This is my first winter in Vermont, and I've really been aware of how much different snow, ice, and frost are up here, even compared to New Haven, just a few hours away. When it snows in single-digit (Fahrenheit) cold, you get a really different sort of effect than when it snows in thirty-degree mush. The flakes come down as flakes, like the ones you cut out from folded paper when you're a kid (but with proper sixty-degree symmetry, instead of ninety-degree symmetry). Sometimes they're spiky and blow around like little bits of down; sometimes they're plate-like and sparkle like glitter.
I've been trying to catch some of these pretty patterns with a camera, but it's not easy.

I increased the contrast on that image in photoshop, but I think that's fair. You can click these pictures to enlarge them a bit, as usual.
Here's some frost on my windshield a couple of days ago.

It's really wonderful to live in a place where I wake up to that sort of beauty on a regular basis.

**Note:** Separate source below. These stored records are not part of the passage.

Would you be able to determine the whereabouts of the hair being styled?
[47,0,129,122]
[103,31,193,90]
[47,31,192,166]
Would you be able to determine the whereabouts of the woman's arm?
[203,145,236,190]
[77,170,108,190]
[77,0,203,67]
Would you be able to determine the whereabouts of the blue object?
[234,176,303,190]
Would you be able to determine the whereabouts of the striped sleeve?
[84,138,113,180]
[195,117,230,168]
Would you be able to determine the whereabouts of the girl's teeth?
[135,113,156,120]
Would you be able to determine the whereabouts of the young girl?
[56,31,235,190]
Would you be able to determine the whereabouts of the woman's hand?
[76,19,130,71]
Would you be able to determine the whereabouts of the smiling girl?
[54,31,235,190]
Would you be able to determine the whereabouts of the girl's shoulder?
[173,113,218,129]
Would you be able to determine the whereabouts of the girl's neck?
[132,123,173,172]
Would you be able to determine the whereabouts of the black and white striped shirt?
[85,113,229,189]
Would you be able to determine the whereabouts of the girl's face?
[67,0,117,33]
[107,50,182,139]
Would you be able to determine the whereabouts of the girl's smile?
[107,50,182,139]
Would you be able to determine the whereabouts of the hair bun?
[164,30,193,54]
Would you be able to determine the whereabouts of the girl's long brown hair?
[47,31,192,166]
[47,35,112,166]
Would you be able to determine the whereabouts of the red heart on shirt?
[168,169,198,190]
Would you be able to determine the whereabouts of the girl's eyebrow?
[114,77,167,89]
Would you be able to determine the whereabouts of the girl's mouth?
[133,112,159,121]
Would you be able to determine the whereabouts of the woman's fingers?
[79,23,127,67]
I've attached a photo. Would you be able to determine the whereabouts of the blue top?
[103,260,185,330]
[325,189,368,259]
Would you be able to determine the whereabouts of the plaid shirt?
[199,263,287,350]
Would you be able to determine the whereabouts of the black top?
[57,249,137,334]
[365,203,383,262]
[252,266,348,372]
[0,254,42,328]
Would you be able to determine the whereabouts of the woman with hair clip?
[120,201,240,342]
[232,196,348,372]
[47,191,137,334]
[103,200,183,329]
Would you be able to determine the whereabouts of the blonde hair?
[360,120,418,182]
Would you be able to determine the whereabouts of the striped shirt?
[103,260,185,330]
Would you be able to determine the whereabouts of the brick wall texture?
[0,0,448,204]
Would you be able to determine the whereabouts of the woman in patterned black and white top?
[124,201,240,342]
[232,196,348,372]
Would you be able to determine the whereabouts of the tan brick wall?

I haven't made any postcards of these images yet, but I get the feeling I probably will.
2 comments:
Wow I really like the top one especially. Is it falling snow, or what is it exactly? They really are text-book snowflakes. Funny.
They look like they're falling, but actually that's just a shot of a level surface covered with a couple of inches of snow. It's a very close-up image, obviously: those snowflakes are only a little bigger than an aspirin.